Gallica, la bibliothèque numérique de la Bibliothèque Nationale de France, est une mine d’or, notamment pour la recherche iconographique.

  • Avoir conscience de la chronologie

Plus que l’accumulation des connaissances et des lectures, il est important d’avoir des repères temporels, de savoir placer des auteurs sur une frise chronologique. Par exemple, Rabelais écrit une œuvre profondément comique dans la première moitié du XVIe siècle, à une période résolument optimiste. Montaigne et Agrippa d’Aubigné écrivent, eux, à la fin de ce même siècle, à une époque où les guerres de religion font rage et contribuent au scepticisme ambiant.
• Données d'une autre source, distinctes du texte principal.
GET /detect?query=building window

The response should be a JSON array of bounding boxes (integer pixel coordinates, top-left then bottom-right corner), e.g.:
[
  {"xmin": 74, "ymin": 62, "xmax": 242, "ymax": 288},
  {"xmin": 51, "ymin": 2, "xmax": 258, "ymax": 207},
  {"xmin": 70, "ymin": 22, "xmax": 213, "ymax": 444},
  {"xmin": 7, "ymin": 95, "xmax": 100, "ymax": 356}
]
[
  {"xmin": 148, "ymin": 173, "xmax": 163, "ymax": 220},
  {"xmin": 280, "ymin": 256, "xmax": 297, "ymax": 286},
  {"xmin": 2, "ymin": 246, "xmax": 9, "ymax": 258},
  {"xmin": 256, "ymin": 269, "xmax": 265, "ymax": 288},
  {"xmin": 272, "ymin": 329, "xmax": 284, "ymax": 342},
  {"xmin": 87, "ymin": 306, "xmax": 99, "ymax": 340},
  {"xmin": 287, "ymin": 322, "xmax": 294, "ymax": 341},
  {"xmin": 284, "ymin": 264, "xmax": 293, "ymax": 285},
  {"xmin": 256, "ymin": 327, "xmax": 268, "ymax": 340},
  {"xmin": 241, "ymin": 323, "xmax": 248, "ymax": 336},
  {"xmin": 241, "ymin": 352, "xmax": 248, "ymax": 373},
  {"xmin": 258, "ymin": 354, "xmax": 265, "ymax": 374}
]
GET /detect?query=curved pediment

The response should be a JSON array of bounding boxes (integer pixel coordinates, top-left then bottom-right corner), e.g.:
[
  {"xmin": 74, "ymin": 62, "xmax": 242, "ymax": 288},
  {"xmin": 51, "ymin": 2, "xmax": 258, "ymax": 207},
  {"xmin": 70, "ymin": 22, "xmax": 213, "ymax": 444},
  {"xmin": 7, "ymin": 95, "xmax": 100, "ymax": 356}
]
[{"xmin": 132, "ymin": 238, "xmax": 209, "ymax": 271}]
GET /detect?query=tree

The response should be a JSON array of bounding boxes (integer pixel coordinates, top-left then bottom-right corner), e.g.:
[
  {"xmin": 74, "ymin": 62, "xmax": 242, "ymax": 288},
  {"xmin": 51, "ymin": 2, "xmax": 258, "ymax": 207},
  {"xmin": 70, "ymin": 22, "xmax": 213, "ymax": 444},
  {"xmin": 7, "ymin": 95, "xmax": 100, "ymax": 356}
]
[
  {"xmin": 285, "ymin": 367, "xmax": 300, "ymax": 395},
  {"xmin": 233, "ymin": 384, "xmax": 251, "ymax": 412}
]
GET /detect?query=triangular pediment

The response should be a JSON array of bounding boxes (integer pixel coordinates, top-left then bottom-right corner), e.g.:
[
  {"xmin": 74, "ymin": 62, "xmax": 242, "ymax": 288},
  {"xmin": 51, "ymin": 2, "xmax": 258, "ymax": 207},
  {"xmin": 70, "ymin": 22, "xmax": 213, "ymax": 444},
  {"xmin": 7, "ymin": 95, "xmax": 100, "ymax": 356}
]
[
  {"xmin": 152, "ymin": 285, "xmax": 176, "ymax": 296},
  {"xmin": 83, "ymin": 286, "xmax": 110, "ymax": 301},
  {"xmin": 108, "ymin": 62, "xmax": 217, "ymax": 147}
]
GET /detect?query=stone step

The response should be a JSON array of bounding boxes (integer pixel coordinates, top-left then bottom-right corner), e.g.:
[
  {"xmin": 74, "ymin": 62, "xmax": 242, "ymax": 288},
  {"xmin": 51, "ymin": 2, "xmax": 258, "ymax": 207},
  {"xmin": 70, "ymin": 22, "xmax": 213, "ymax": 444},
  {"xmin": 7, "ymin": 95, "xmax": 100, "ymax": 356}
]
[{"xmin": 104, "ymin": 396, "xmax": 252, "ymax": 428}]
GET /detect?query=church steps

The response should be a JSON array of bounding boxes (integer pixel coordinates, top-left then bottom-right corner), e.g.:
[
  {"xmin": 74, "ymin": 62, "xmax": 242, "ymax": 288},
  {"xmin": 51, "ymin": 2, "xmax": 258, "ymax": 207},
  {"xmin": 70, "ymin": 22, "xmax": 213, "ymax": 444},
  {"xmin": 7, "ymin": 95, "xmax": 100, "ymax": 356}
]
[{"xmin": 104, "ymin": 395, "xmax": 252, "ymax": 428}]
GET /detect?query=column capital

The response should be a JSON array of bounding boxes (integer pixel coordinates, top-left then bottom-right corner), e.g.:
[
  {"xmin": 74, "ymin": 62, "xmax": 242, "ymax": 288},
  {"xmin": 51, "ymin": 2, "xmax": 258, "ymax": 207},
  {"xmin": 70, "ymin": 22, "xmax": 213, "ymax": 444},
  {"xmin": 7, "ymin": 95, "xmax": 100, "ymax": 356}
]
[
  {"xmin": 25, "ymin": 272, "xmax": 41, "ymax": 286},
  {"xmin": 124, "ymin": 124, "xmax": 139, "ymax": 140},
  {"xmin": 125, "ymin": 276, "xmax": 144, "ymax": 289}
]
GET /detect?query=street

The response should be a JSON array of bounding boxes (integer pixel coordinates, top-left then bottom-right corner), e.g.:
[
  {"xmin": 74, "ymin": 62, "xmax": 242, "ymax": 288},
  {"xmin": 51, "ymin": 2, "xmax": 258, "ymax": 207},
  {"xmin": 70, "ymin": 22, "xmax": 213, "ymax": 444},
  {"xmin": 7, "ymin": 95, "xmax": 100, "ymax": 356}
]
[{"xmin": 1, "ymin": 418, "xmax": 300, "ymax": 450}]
Alors que Balzac appartient à la première moitié du XIXe siècle, Flaubert et Maupassant, appartiennent, eux, à la seconde moitié. Maupassant écrivit d’ailleurs après Flaubert. Quoi de plus normal : l’auteur de Bel-Ami fut le disciple (et peut-être même le fils caché, dit-on !) de l’auteur de Madame Bovary.

  • Ne pas négliger les matières techniques

Suivre un cursus littéraire, c’est se gorger de littérature, mais c’est aussi étudier la grammaire, manier les figures de style, découvrir la phonétique, l’ancien français et le français de la Renaissance, revoir la conjugaison et comprendre la valeur des temps. Exigeantes, souvent perçues comme arides, ces matières techniques permettent d’avoir accès à la richesse des textes. Tel un sportif, on peut s’entraîner régulièrement à identifier les figures de style, analyser les natures et fonctions des mots, ainsi que la valeur des temps, afin de ne pas perdre ses automatismes.

  • Développer ses compétences numériques

Les compétences numériques sont aujourd’hui indispensables pour suivre des études, valoriser ses écrits, créer du contenu, le mettre en valeur et le diffuser. Il est important de savoir faire des vidéos, des photos, utiliser les réseaux sociaux, et les logiciels comme Word, Excel, Power Point, etc.

  • Cultiver sa singularité

Jean Cocteau disait « Ce qu’on te reproche, cultive-le, c’est toi. » Suivre des études de lettres, c’est réaliser des exposés, mémoires et travaux de recherches sur des sujets parfois imposés, parfois choisis. Il est important de cultiver ses goûts, ses marottes, sa passion pour un écrivain méconnu. Un jour, peut-être, ces centres d’intérêt singuliers, qui sont une part de votre personnalité, feront l’objet de recherches universitaires, ou même d’un livre.

  • Avoir une expression écrite impeccable

Est-ce bien utile de préciser pourquoi ?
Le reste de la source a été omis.